UWS 1.1 alternative, WAIT

Wed Jun 4 23:56:47 PDT 2014

Hi Dave,

I like the ?WAIT idea, but I think that it would be preferable to restrict the functionality to the new endpoint rather than put it everywhere (as I think that you are suggesting). I feel this mainly because I believe that existing implementations on the client and server would need more extensive reworking in existing functionality, whereas the new end point could be “added in” as extra functionality, which seems more appropriate for a point change in the standard. I also think that for the client to deal with a mixed ecology of 1.0 and 1.1 servers is more difficult if you allow this behaviour on existing endpoints, rather than the simple 404 on the single endpoint if the block functionality is not there.
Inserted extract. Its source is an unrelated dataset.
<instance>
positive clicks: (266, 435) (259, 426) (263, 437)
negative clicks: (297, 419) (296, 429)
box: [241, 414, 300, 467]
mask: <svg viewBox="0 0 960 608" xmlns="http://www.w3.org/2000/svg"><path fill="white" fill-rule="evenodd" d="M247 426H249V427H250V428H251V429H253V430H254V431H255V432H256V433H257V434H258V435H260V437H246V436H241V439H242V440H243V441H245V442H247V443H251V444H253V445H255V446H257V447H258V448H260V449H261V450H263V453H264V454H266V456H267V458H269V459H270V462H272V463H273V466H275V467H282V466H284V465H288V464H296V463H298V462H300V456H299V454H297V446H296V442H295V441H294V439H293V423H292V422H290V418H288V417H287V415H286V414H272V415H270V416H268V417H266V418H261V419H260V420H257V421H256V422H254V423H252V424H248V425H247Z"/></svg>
I have answered a few specific points in text below.

On 2014-06 -05, at 00:16, Dave Morris <dave.morris at metagrid.co.uk> wrote:

> Hi all,
> 
> The following ideas are based on suggestions raised at the meeting, plus some ideas discussed with Pat after the meeting. Please bear in mind some or all of this may be wrong, it is still a work in progress.
> 
> ---- DRAFT IDEA ----
> 
> What if we keep the existing endpoint and add a WAIT parameter to the UWS methods.
> 
> The WAIT parameter could be passed to any of the existing UWS methods, including both the GET and POST requests.
> 
> The meaning of the WAIT parameter is defined as :
> 
> a) If a 'state change' is not possible, because the job has reached a static 'end state', then the request returns immediately as normal.
> 
> b) If a 'state change' is still possible, then the server may block until a 'state change' does occur, up to the maximum number of seconds given by the value of the WAIT parameter.
> 
> Where a 'state change' is defined as :
> 
> c) A change to the job status or phase, or the status or value of one or more of the job results.
> 
> This could allow us to add a level of blocking behaviour to all of the UWS methods, without having to make any additional requests or redirects beyond what is already required for normal UWS operation.
> 
> ----
> 
> For example :
> 
> To start a UWS job, we currently use a POST request to set the phase, and then use GET requests to poll the server to see when the job completes.
> 
> If we add a WAIT parameter the initial POST request, then it may block until either the state changes or the time limit is reached.
> 
> A POST request with ?PHASE=RUN&WAIT=60 means the client is willing to wait for 60 seconds before it expects a response.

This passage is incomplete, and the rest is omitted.